For anyone who travels and, more importantly, loves to travel, the one obvious downside is the number and sheer monotony of airports. There are exceptions, of course, but the majority of them has been cut from a cookie cutter approach to architecture where blandness rules, graphic design and signage is sub-par, and the efficiency and movement of people has been given little, if any, consideration. Luckily, Amsterdam’s Schiphol and Copenhagen’s Kastrup Airports do not fall into this category. And World of Delights is just one of the myriad reasons why. The Dutch store has a strong presence in both locations and those who have traveled to both cities can testify to the fact it’s a wonderful experience and as far from a typical retail store as you can get. Well over 50 years old, World of Delights has top-notch, locally produced baked items, cheeses and chocolates, coffees and teas.
Not merely content with being a gourmand’s wet dream come true, the stores also feature stylish clothing, earthenware and fine crystal, along with books, toys, and wine. As you would expect from the Dutch, everything is beautifully showcased and wrapped. Having fallen in love with the Danish outpost, heed my advice and pack light. You will want as much room in your bags as you can spare when you see all the great gifts you can bring home from this fantastic place.
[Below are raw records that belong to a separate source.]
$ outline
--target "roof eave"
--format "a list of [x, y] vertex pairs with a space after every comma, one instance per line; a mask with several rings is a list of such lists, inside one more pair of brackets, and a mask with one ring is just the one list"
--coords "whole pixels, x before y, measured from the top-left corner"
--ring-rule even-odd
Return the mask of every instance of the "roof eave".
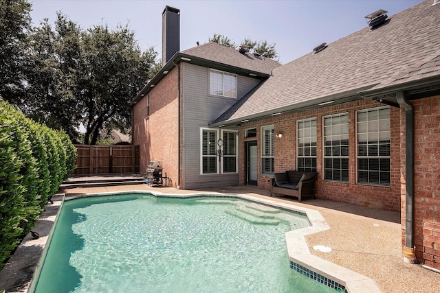
[[355, 101], [357, 99], [362, 99], [362, 96], [359, 94], [360, 91], [366, 91], [368, 89], [371, 89], [375, 85], [377, 85], [377, 84], [365, 85], [362, 87], [356, 88], [355, 89], [351, 89], [349, 91], [346, 91], [344, 92], [340, 92], [331, 95], [322, 96], [316, 99], [309, 99], [308, 101], [305, 101], [300, 103], [297, 103], [284, 107], [271, 109], [270, 110], [261, 112], [251, 115], [238, 117], [232, 120], [216, 121], [210, 124], [209, 126], [219, 127], [220, 126], [237, 126], [239, 124], [241, 124], [241, 123], [244, 123], [243, 122], [244, 120], [246, 120], [245, 122], [263, 120], [265, 119], [278, 116], [278, 115], [292, 114], [294, 113], [316, 109], [318, 108], [323, 108], [330, 105], [336, 105], [338, 104], [346, 103], [347, 102]]
[[395, 97], [396, 93], [398, 91], [406, 91], [410, 93], [417, 89], [428, 91], [437, 88], [440, 88], [440, 74], [378, 89], [360, 91], [359, 93], [365, 99], [376, 100], [381, 98]]

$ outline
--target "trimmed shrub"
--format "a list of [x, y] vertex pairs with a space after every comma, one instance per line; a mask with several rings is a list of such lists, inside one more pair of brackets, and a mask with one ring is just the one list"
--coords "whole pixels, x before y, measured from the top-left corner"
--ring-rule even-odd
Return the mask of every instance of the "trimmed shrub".
[[0, 269], [73, 172], [76, 158], [65, 132], [25, 118], [0, 97]]

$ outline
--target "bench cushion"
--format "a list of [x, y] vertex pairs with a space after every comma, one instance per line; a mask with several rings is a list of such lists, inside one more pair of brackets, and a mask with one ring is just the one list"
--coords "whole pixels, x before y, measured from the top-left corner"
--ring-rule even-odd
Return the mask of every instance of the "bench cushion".
[[275, 173], [274, 174], [274, 179], [275, 179], [276, 186], [279, 186], [280, 187], [282, 185], [289, 184], [287, 175], [285, 173]]
[[298, 185], [294, 185], [292, 184], [280, 184], [280, 185], [277, 185], [278, 187], [281, 187], [281, 188], [287, 188], [288, 189], [294, 189], [294, 190], [298, 190]]

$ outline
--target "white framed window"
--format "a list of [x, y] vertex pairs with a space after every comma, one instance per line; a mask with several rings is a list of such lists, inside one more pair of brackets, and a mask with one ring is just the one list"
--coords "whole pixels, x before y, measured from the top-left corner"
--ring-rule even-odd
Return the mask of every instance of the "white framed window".
[[349, 114], [322, 117], [324, 180], [349, 182]]
[[296, 169], [316, 172], [316, 118], [297, 122]]
[[273, 174], [275, 163], [275, 132], [273, 125], [261, 128], [261, 174]]
[[390, 186], [390, 108], [356, 113], [358, 183]]
[[236, 75], [210, 69], [209, 81], [210, 95], [236, 98]]
[[201, 128], [201, 174], [237, 173], [236, 130]]

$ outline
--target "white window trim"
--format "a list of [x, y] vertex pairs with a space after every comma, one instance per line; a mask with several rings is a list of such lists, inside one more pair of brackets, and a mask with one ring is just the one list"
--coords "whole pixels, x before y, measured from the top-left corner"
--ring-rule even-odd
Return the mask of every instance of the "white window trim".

Depending upon whom you ask, you will hear myriad reasons why you should visit Zuidas, a rapidly growing business district just south of the city center. Speak with a business person, for example, and you will be politely informed of the number of world-famous companies and organizations opening up offices there. With that growth, of course, comes shops and restaurants. But speak with an architect, or a design aficionado, and they will reveal a closely held secret. Zuidas has one of the world’s best concentrations of daring, ground-breaking, and post-modern architecture to be found anywhere. That, and that alone, is the only reason you need to spend a day strolling through the area in non-stop amazement.